Rusya basınında geçen hafta: 'Türkiye Boğazlar'ı ABD gemilerine açabilir mi?'

Rusya’ya ait savaş uçaklarının manevralarıyla düşen Amerikan MQ-9 Reaper’in akıbeti ne olacak; hukuki arka planı nedir, kalıntıları ABD çıkartabilir mi? Türkiye Boğazlar'ı ABD gemilerine açabilir mi?

Google Haberlere Abone ol

Hazal Yalın

Haftanın seçkisinde dört yazı var. Dördü de tamamen farklı konularda. Sadece Argumentı i Faktı’da Aleksey Leonkov, Türkiye’yi de doğrudan ilgilendiren bir konuda görüş belirtiyor: Rusya’ya ait Su-27 savaş uçaklarının manevralarıyla düşmesine neden olduğu Amerikan MQ-9 Reaper’in akıbeti ne olacak; hukuki arka planı nedir, kalıntıları ABD çıkartabilir mi? RBK, Federal Gümrük Hizmetleri’nin açıkladığı 2022 istatistiklerine dayanarak Rusya’nın ihracat gelirlerindeki muazzam artışa işaret ediyor. Bu, özellikle madencilik ve gübre sektörü açısından büyük önem taşıyor; her ikisi de sektörel işbirliğiyle büyük ölçüde oligarkların elinde. Özellikle nikel ve alüminyum ihracatının hâlâ açık olması, Potanin ve Deripaska’yı doğrudan ilgilendiriyor; Kremlin’le büyük burjuvazi arasındaki mücadele açısından not etmek gerek. Svobodnaya Pressa, Aleksandr Buzgalin ile video görüşmesi yapmış ve yayınlamış; bunun özetini yapıyorum. MGU profesörü Buzgalin Rusya’da önemli çağdaş Marksist düşünürlerden biri; kendisinden daha önce benim “Rusya…”da da söz etmiştim. EADaily ise Roskosmos ile Kazakistan hükümeti arasında ortaya çıkan gerilimi ve Roskosmos’a ait bir şirkete haciz getirilmesini haber yapıyor. En dikkat çekici yanı, haciz kararının çıkartıldığı mahkemenin Britanya hukukuna bağlı ve yabancı yargı mensuplarından oluşması.

'2022’de ihracat rekoru'

Federal Gümrük Hizmetleri’nin (FTS) 13 Mart’ta yayınladığı geçen yılın dış ticaret verilerine ve Rosstat’ın tarihi verilerine göre Rusya’nın emtia ihracatı 2022’de ülke tarihinin rekorunu kırdı ve 591,5 milyar dolar oldu; ticaret fazlası da rekor seviyede oldu: 332,4 milyar dolar.

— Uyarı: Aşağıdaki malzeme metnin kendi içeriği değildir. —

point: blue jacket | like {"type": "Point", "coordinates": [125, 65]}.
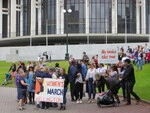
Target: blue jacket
{"type": "Point", "coordinates": [71, 73]}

FTS 2022 başında sadece ocak ayı gümrük verilerini açıklamış, ama Ukrayna’da özel askeri harekâtın başlamasından sonra istatistiklerini yayınlamayı durdurmuştu. FTS müdür başyardımcısı (bugün kurumun geçici yöneticisi) Ruslan Davıdov mayıs ayında RBK’ya şöyle demişti: “Yaptırımların hızla kaldırılacağı ve bizim de verileri geçmişte olduğu ölçekte yayınlayabileceğimiz beklentisine girmeye herhalde gerek yok. Ama sanırım birleştirilmiş verileri ağır ağır toplar ve tekrar yayınlamaya başlarız.” Analistler geçen yıl boyunca Rusya’nın ihracat ve ithalatını ticari ortaklarının büyük farklılık olmaksızın yayınlamaya devam ettikleri muadil istatistikleriyle değerlendirmişlerdi. ...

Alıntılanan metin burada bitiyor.